[Intel-xe] bulk_move in ttm_resource manager

Wed Oct 4 07:17:39 UTC 2023

On Wed, 2023-10-04 at 03:52 +0000, Zeng, Oak wrote:
> Hi Christian,
>  
> As a follow up to this thread:
> https://www.spinics.net/lists/dri-devel/msg410740.html, I started the
> work of moving the lru out of ttm_resource_manager and make it a
> common library for both ttm and svm. While look into the details of
> the bulk_move in ttm resource manager, I found a potential problem:
>  
> For simplicity, let’s say we only have one memory type and one
> priority, so ttm resource manager only maintains one global lru list.
> Let’s say this list has 10 nodes, node1 to node10.
>  
> But the lru_bulk_move is per vm. Let’s say vm1 has a bulk_move
> covering node range [node4, node7] and vm2 has a bulk_move covering
> node range [node6, node9]. Notice those two range has an overlap.
> Since two vm can simultaneously add nodes to lru, I think this
> scenario can happen.
>  
> Now if we perform a bulk move for vm1, moving [node4, node7] to the
> tail of the lru list. The lru after this bulk move will be: node1,
> node2, node3,node8,node9, node10, node4, node5, node6, node7. Now
> notice that for vm2’s bulk_move, the first pointer  (pointing to
> node6) is actually after the last pointer (pointing to node9), which
> doesn’t make sense.
>  
> Is this a real problem? As I understand it, with this issue, we only
> mess up the lru list order, but there won’t be any functional
> problem. If it is a real problem, should we make the bulk_move global
> instead of per vm based?
>  
> Thanks,
> Oak
>  

FWIW I have a patch set that converts the TTM bulk move code to using
sublists; a list item is either a resource or a sublist, and when
performing a bulk move essentially the sublist is moved. Bumping
resource LRU within a VM would touch only the sublist.

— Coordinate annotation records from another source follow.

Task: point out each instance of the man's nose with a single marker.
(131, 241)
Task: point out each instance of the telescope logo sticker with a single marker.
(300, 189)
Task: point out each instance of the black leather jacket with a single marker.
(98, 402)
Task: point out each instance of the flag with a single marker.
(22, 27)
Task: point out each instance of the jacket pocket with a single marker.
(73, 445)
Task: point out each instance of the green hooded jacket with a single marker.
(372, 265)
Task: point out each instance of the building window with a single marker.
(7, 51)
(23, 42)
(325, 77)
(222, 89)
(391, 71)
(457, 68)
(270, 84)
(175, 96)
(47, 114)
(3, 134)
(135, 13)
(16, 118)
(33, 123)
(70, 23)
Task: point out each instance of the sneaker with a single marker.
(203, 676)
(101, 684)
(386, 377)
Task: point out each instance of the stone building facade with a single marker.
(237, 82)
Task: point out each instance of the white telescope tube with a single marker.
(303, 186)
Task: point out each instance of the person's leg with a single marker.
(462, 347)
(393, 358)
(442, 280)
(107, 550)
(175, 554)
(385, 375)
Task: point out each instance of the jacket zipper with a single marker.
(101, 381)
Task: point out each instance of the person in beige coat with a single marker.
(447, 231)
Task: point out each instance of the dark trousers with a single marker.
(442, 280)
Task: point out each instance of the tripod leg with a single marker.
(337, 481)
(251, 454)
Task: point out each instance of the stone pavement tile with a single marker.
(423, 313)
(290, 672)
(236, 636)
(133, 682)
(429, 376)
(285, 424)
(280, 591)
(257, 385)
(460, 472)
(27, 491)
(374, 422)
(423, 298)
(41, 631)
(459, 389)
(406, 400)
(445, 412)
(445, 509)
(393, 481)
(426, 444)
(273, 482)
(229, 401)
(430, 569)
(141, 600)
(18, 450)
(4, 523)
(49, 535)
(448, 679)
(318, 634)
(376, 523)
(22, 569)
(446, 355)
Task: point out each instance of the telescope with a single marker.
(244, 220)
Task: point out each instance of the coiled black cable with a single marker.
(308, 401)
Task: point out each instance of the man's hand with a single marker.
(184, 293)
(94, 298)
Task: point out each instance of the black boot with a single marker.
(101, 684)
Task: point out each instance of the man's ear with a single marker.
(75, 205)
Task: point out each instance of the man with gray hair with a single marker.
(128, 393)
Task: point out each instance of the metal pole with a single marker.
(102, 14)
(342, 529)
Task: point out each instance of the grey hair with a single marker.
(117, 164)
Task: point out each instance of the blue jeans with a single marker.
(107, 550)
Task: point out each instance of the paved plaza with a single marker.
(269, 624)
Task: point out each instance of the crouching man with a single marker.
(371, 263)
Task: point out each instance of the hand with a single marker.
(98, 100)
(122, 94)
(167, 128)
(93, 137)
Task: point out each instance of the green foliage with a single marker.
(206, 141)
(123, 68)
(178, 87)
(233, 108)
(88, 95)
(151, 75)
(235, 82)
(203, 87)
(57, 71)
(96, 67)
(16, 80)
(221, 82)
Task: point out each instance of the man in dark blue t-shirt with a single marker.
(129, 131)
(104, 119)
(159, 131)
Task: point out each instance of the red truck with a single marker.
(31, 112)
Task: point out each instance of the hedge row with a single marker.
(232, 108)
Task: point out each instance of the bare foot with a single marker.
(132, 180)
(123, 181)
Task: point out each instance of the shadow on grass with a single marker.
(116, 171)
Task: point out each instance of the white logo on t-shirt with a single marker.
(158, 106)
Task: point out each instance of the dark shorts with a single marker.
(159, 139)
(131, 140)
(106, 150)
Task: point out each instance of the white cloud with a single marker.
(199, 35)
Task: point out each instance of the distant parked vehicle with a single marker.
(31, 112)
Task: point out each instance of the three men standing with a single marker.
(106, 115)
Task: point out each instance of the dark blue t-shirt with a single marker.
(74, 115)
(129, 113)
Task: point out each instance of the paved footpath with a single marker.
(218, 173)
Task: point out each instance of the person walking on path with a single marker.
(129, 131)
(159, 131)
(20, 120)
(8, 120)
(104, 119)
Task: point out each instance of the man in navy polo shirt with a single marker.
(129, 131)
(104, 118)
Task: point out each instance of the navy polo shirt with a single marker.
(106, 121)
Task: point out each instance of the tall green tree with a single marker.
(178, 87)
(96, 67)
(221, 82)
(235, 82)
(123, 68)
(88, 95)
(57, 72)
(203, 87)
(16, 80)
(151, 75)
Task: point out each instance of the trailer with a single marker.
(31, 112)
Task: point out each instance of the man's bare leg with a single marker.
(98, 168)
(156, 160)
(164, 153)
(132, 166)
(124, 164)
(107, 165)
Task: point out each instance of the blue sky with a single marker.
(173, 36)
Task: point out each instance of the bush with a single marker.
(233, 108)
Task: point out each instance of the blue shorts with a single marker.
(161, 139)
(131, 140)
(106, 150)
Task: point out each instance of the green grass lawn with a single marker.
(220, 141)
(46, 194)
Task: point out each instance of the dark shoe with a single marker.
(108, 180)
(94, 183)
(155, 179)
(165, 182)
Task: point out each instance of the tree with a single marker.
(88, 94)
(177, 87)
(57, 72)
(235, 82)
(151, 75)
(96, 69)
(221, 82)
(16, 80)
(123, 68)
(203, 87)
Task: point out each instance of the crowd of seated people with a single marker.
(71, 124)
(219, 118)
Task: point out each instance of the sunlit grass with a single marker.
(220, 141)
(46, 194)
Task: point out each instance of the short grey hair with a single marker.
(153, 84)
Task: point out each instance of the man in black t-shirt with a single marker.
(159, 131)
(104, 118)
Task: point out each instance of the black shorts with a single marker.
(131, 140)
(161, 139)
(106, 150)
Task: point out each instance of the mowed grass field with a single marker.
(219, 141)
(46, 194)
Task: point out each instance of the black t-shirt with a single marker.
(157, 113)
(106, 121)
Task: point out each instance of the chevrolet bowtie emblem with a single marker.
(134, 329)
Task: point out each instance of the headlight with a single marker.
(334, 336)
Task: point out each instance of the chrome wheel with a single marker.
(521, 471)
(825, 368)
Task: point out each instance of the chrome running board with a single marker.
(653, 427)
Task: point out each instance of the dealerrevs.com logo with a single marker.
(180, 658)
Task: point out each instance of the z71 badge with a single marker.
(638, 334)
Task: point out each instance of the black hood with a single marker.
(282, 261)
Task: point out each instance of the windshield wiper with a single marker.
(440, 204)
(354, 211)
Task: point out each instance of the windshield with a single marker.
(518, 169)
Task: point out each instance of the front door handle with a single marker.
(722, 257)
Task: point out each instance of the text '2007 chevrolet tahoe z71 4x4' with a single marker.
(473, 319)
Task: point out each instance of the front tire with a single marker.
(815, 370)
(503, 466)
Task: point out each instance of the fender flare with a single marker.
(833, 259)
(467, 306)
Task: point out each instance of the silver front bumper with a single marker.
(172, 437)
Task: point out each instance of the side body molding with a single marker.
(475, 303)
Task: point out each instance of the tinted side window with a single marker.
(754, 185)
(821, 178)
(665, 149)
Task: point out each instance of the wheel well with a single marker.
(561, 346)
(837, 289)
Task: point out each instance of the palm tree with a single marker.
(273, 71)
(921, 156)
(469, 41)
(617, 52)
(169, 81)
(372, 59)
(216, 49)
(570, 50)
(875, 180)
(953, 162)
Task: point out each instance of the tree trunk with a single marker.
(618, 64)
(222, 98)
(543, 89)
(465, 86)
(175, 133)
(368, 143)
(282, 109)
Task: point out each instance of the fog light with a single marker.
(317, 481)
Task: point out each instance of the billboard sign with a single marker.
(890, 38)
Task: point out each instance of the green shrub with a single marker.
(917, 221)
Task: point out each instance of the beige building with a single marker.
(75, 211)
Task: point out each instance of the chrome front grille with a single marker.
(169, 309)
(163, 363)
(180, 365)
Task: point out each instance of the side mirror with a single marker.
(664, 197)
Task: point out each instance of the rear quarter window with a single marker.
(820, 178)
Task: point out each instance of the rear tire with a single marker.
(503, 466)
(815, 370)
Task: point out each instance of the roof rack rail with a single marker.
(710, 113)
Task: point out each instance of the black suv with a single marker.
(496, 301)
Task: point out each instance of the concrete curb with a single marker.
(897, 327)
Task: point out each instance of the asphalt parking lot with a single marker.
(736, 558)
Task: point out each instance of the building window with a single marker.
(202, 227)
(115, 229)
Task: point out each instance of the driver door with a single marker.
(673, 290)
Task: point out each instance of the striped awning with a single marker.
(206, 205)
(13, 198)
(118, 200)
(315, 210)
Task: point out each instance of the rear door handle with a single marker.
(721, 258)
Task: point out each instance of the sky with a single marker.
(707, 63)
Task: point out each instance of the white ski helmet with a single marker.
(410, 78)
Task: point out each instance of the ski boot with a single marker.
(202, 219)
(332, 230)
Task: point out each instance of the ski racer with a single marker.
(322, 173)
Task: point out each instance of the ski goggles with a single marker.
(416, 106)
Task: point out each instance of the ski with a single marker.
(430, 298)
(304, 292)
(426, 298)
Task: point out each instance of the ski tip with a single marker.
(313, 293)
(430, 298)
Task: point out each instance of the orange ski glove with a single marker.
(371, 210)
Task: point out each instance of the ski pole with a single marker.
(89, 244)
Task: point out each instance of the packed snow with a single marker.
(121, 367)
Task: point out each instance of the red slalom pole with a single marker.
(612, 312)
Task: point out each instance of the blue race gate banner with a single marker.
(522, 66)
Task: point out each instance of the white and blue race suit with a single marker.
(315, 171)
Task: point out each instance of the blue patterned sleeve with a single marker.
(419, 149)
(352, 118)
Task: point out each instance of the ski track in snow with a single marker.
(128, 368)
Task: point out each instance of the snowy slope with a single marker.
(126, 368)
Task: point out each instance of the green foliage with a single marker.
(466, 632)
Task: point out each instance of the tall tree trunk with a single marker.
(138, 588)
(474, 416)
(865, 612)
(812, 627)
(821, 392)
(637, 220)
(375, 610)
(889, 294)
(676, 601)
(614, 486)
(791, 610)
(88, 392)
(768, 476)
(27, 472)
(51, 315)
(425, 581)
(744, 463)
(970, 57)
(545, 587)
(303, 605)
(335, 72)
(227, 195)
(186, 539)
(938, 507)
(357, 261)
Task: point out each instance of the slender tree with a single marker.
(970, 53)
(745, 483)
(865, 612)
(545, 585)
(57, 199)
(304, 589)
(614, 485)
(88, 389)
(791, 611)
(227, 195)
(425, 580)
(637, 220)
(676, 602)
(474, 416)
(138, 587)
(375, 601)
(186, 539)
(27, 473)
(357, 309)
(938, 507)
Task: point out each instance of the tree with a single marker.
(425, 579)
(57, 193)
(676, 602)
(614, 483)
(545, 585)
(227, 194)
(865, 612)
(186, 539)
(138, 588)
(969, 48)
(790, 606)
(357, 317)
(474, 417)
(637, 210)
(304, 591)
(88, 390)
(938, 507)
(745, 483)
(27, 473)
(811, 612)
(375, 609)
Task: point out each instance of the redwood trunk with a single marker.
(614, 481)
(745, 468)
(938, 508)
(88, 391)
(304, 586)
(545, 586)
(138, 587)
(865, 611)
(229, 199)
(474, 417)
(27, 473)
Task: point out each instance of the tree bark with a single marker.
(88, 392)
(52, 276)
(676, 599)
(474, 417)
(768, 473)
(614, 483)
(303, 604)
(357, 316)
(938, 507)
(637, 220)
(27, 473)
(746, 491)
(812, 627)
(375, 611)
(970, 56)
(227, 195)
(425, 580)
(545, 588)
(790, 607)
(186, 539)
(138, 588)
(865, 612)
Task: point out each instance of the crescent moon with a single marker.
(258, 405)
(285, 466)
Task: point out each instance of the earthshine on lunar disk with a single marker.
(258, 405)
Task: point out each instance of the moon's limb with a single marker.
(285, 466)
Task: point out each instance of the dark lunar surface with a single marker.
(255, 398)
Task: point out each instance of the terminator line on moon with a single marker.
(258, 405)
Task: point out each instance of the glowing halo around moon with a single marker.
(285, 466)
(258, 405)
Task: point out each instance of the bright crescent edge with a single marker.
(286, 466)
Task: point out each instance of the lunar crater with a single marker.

Currently functionality and TTM API is essentially the same but when
experimenting with LRU traversal for exhaustive WW-locking eviction
this concept was easier to use. Also hopefully this would reduce
fragility and improve understanding since a scenario like the above
could really never happen...

Let me know if I should send it out as an RFC.

Code is here:
https://gitlab.freedesktop.org/drm/xe/kernel/-/merge_requests/351/commits

/Thomas